My friend told me to reach out to people not to feel alone. Others tell me to go out, walk, or take a class, but I am the type of person who feels alone in a crowded room. It feels superficial if the people in it do not have a personal connection to me. I am tired of reaching out to people who do not want to bother me; it becomes demoralizing. In Canada, on January 26, we have the annual Bell Media Let’s Talk Day to destigmatize mental health conditions and make it possible for people to ask for help when needed. People have mistaken the grieving process for depression, but it is a natural process; by labeling it, I am forced to put on this extra front on everything I have to deal with.

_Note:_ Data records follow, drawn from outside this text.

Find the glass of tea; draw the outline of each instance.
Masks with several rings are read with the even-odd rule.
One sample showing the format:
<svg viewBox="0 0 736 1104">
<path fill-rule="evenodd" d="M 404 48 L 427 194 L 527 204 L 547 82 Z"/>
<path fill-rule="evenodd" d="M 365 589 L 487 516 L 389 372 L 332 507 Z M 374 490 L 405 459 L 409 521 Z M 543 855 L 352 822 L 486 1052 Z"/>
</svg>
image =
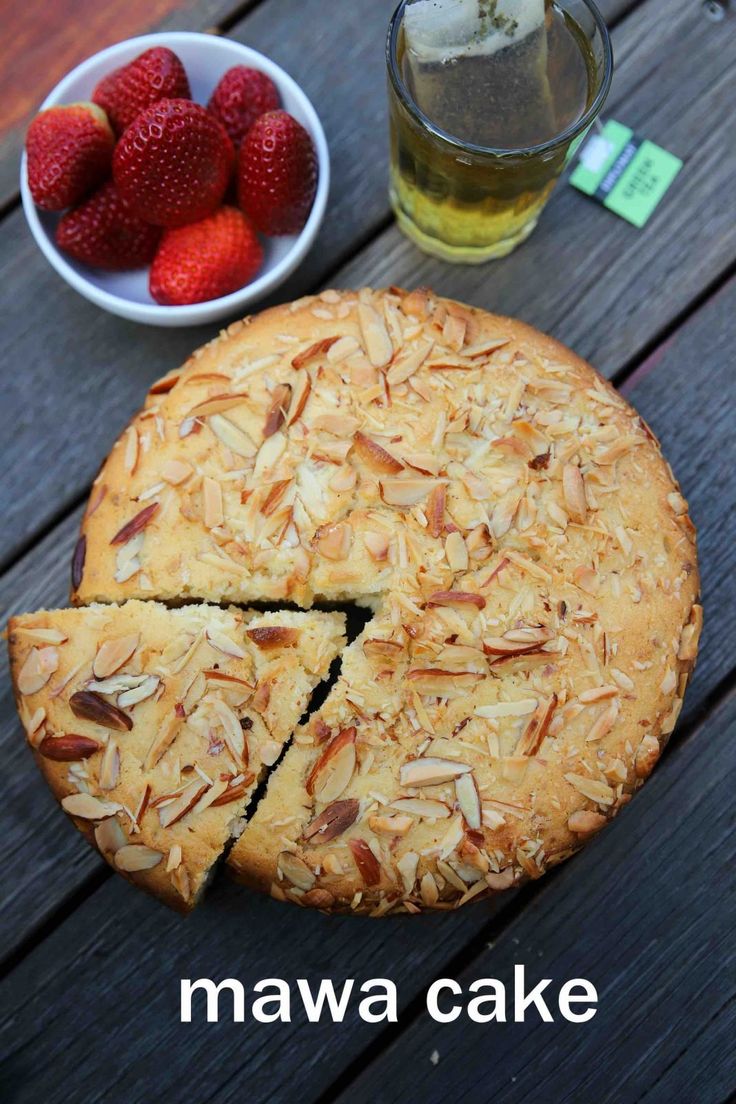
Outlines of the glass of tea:
<svg viewBox="0 0 736 1104">
<path fill-rule="evenodd" d="M 529 236 L 608 94 L 590 0 L 402 0 L 387 42 L 391 203 L 428 253 L 479 263 Z"/>
</svg>

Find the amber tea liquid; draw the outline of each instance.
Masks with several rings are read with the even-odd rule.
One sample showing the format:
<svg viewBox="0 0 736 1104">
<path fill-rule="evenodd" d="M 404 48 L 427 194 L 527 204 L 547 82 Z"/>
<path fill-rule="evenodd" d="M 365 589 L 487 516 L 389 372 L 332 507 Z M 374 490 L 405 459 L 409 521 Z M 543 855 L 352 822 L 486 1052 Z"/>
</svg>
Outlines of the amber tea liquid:
<svg viewBox="0 0 736 1104">
<path fill-rule="evenodd" d="M 494 8 L 479 0 L 479 18 Z M 403 24 L 395 41 L 408 97 L 390 87 L 392 203 L 402 229 L 449 260 L 504 256 L 531 233 L 570 142 L 529 147 L 574 126 L 600 87 L 588 37 L 556 3 L 531 33 L 508 37 L 441 59 L 412 52 Z"/>
</svg>

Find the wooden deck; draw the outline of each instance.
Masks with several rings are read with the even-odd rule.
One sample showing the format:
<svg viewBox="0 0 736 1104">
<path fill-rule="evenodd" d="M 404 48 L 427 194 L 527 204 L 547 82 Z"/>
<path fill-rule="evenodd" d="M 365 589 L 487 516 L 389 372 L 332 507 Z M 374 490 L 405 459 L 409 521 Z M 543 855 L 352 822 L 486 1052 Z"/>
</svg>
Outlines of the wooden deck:
<svg viewBox="0 0 736 1104">
<path fill-rule="evenodd" d="M 685 162 L 645 230 L 563 184 L 516 254 L 463 268 L 417 252 L 391 220 L 383 40 L 393 6 L 67 2 L 49 6 L 43 28 L 42 5 L 12 6 L 0 46 L 3 618 L 65 604 L 100 459 L 147 385 L 212 334 L 137 327 L 59 280 L 18 206 L 24 122 L 60 58 L 68 68 L 158 24 L 215 27 L 285 66 L 331 146 L 324 228 L 279 298 L 430 284 L 518 315 L 590 359 L 659 435 L 699 531 L 705 630 L 683 716 L 630 810 L 564 867 L 492 906 L 326 918 L 220 877 L 183 922 L 114 877 L 65 823 L 3 671 L 3 1100 L 726 1104 L 736 1093 L 736 9 L 725 3 L 719 20 L 699 0 L 601 4 L 617 60 L 606 114 Z M 70 37 L 64 12 L 81 20 L 87 7 L 94 19 Z M 37 62 L 18 68 L 18 50 Z M 427 1015 L 435 978 L 508 980 L 518 962 L 535 981 L 590 978 L 596 1017 L 479 1026 Z M 183 1025 L 182 977 L 235 977 L 246 990 L 264 977 L 391 978 L 399 1022 L 371 1026 L 353 1006 L 338 1025 L 308 1024 L 301 1011 L 291 1024 Z"/>
</svg>

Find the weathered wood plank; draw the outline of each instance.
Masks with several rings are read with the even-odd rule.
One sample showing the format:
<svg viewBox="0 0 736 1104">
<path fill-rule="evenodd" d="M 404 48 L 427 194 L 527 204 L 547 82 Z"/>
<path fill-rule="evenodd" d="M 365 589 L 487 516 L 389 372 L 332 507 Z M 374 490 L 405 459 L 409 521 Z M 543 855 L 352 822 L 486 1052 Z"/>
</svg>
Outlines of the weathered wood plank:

I have been stronger than I have ever thought possible; as my mother used to say, she is made of ayzn, iron in Yiddish. I inherited that from her, but that does not mean I do not still need people to reach out and help me from falling because I do. McGill history professor and Zionist thinker Gil Troy, who was also one of my university mentors, would sell his co-authored biography of Nathan Sharansky’s life, “Never Alone: Prison, Politics, and My People,” by saying no Jew is ever alone because the Jewish community surrounds and supports them. In Season 8, months later, Haley, on the mend, decides to pay it forward by working at a crisis phone line. There is a scene where a caller tells her, “The worst part is the loneliness, the crushing black loneliness that makes me feel like there is no magic left in the world.” Haley responds to the caller with some sage advice, “Sometimes when things seem the most desperate people find you, help is out there, you are not alone.” I hope that is true because I am still waiting.